Du point de vue des Israéliens, qui est derrière cette attaque, quelle est votre explication de cet événement?
"On ne sait pas, comme tout le monde, on est confus. On parle de Ben Laden, mais il y a d’autres suspects. Des gens spéculent ici à l’effet que l’Irak pourrait être derrière l’attentat, car le pays est un terrain d’entraînement pour les pilotes destinés à ce type d’attaque. Il est aussi possible que ce soit une milice antigouvernementale américaine."
Le gouvernement israélien a-t-il pris des mesures particulières?
"La sécurité est toujours forte ici, la seule chose qui a changé pour le moment est la fermeture de l’aéroport Ben Gourion et de l’espace aérien pour 24 heures. Pour la suite, nous sommes dans l’attente des développements aux États-Unis."
Quel lien existe-t-il entre cette attaque contre les Américains et la situation entre Palestiniens et Israéliens?
"Je ne sais pas, cela n’arrangera sûrement pas les choses pour l’avenir… Ce que je sais par contre, c’est qu’on doit lutter contre la terreur."
Est-ce qu’Israël est préparé à une attaque du genre?
"J’en doute. L’État doit dépenser environ deux milliards $ US pour la sécurité et l’espionnage. Les Américains doivent être terrassés, car ils investissent des sommes bien plus grandes dans ce domaine et n’ont pas vu venir le coup. C’est donc terrifiant de voir qu’on demeure toujours vulnérable."
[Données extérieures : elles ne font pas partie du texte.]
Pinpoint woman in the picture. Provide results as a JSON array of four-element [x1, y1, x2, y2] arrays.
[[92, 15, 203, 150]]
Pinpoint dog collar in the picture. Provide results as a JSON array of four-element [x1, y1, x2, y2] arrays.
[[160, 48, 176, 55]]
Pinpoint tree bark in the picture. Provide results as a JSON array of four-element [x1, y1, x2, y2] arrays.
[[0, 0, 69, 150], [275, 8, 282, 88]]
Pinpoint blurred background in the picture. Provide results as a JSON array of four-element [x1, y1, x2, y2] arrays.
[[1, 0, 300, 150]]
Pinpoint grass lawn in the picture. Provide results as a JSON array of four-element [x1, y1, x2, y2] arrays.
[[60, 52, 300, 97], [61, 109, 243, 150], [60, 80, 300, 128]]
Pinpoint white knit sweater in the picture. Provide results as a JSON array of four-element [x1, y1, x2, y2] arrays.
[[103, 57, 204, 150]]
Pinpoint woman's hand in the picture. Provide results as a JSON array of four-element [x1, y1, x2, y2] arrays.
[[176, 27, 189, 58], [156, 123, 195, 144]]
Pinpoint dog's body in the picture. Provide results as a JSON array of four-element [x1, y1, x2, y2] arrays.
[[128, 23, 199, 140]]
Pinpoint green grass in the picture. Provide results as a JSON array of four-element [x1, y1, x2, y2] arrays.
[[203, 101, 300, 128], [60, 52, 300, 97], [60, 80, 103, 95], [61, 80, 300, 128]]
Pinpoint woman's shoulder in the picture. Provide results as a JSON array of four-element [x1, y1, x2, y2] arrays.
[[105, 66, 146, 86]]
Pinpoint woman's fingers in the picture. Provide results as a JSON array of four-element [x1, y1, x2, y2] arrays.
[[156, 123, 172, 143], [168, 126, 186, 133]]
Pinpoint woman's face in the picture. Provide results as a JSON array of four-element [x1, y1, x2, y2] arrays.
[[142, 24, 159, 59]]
Les Arabes de Québec menacés
Les répercussions de l’attentat de New York se font sentir jusqu’à Québec alors qu’on apprenait que des menaces de mort auraient été proférées à l’endroit d’étudiants musulmans de l’Université Laval. Bassam Adam, étudiant au doctorat et cofondateur du Cercle de réflexion sur le monde arabe de l’Université Laval, préfère cependant rester calme. "J’ai entendu parler des menaces, mais je n’y crois pas vraiment. Tout de même, je sais que des gens se sont réunis pour se rassurer, ils se sentent un peu menacés. Je crois que le problème vient du fait que dans la culture occidentale, l’ennemi islamiste a en quelque sorte remplacé l’ennemi communiste. Les médias ont parfois cette propension à faire une équation simple entre islam et terroriste. C’est dommage, car tous les Arabes avec lesquels j’ai discuté condamnent le geste. J’ai moi-même connu la guerre au Liban et rien ne peut justifier ça." Pour monsieur Adam, ce qui est en cause, ce n’est donc pas la religion islamique, mais une situation socio-politique injuste qui perdure au Moyen-Orient. "À tort ou à raison, des gens là-bas imputent aux Américains la responsabilité d’une partie de leurs problèmes. Je crois que les Américains doivent maintenant le réaliser et modifier leur politique en conséquence", conclut-il.